Maintaining an ambulance service has become a conundrum for many small towns and rural communities. Adams County depends on West River Health Services (WRHS) to provide ambulance services, and according to WRHS CEO Matt Shahan, the hospital is in need of more drivers.
By Frank Turner
“…We are looking for as many [drivers] as we can,” said Shahan. “We only employ one full time driver, and everybody else either has another full time job in the community… or they are just on call for us.”
The hospital needs drivers that are local and close to the ambulance garage, because, to comply with state law, on-call responders have to be within ten minutes of the ambulance garage.
“…It’s not a crisis yet, but it’s getting to a point where we need drivers,” said Shahan, “We had a lot of drivers at one point a couple of years ago… It’s slowly dwindled down overtime… We just need more drivers and EMTs as well.”
Specifically, WRHS is looking for anyone in the local community willing to drive ambulance and train to become emergency responders, even if they already have fulltime jobs.

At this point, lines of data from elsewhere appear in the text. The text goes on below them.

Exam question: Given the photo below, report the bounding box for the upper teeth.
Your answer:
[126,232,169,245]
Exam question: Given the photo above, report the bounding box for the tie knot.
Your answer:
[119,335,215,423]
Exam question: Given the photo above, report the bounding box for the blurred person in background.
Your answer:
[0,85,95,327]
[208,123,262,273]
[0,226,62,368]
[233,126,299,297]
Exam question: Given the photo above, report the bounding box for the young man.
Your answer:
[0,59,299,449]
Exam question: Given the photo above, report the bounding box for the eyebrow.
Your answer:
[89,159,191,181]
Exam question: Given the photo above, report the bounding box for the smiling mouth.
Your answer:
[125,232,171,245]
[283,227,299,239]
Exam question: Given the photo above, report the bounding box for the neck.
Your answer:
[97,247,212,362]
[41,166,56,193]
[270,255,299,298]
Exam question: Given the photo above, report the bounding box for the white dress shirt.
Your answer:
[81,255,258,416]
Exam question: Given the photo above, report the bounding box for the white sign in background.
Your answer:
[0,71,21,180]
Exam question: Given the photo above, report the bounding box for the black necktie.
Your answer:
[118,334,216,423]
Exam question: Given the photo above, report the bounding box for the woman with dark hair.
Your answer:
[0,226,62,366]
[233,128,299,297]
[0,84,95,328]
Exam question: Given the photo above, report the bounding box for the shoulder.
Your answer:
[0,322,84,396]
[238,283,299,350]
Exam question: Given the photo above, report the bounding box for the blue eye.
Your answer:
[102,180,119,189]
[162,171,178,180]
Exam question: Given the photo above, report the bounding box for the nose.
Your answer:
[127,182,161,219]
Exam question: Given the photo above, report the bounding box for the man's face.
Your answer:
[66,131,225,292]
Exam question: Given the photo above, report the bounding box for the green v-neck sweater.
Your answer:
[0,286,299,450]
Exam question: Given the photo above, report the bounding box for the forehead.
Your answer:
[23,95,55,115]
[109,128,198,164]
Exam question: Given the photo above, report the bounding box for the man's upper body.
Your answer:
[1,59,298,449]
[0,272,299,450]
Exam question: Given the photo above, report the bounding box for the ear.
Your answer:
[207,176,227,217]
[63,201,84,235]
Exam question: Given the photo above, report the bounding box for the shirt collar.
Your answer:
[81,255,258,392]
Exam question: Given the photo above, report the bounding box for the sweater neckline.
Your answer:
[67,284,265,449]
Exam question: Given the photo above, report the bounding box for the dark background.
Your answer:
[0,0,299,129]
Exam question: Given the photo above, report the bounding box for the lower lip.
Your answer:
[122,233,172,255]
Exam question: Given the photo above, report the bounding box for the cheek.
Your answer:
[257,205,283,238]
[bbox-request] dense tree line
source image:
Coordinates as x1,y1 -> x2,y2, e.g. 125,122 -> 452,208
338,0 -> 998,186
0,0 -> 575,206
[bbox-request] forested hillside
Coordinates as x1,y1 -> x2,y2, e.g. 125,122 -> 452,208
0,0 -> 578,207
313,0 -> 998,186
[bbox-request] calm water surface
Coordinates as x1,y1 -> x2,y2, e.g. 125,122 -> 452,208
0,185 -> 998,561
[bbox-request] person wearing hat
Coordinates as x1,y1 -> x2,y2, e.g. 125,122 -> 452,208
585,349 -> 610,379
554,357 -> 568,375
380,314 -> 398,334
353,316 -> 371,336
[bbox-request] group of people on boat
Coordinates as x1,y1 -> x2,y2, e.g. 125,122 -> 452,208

“We are pushing to have more of those first responders driving who are CPR certified that can help out and give a hand when out on a run.”
A lot of the current ambulance drivers work non-healthcare, fulltime jobs in the community. These drivers work a normal 40-hour work week while carrying a pager with them at all times, on call and ready to respond throughout the day. The hospital is relying on this kind of supplemental community involvement to keep the ambulance service cost-effective.
Shahan explained that manning an entire ambulance garage with full-time drivers simply isn’t possible for the rural hospital. According to Shahan, in a year, the ambulance service averages less than one ambulance run per day.
“The logistics of having people on the clock 24/7 just doesn’t work out… The costs continuously add up on it…” said Shahan, “You may go two days without a run and then you might have a day where there are five runs… That’s the difficult thing about staffing it.”
According to Shahan, most hospitals in the country do not usually own their own ambulance services due to high overhead costs.
“…The reimbursement is not good. In fact, we have been losing money on the ambulance every single year for quite a few years,” said Shahan.
“We are trying to get more community involvement to where somebody, at any business in town, can drop what their doing and be gone for hopefully only an hour on an ambulance run.”
WRHS is also beginning to look internally into its own departments for drivers, if the need arises.
Shahan said, “We are identifying departments and saying, ‘if we had to send you guys out for an hour and a half, [would] the rest of the hospital would survive?…’”
When asked where the future of the ambulance is headed, Shahan replied, “Right now that’s a quarter of a million dollar question, and I say that because that’s what… we will lose on the ambulance service this year. Of course, the hospital system is a big system and everything comes into one…”
A lot of the surrounding community hospitals keep their ambulance services alive by partnering with their counties. According to Shahan, WRHS does not have immediate plans to run a partnered ambulance service.
“We are not at that point yet, but that’s certainly in the future as rural volunteerism continues where it is at and where it seems to be going with the struggles of keeping such a service up. We may have to rely on the county or even the sheriff’s department to come up with some sort of partnership so we can continue having an ambulance,” said Shahan.
In the meantime, the hospital is looking to increase efficiency within the ambulance department and looking for more avenues to claim reimbursement from Medicare and Medicaid.
For those who are interested in joining the ambulance crew, Shahan said that, given the right candidate, WRHS would consider paying for the schooling and training to become an EMT or possibly even a paramedic.
“If we found what we felt was the right candidate in that paramedic position, we would absolutely consider paying for that schooling,” said Shahan.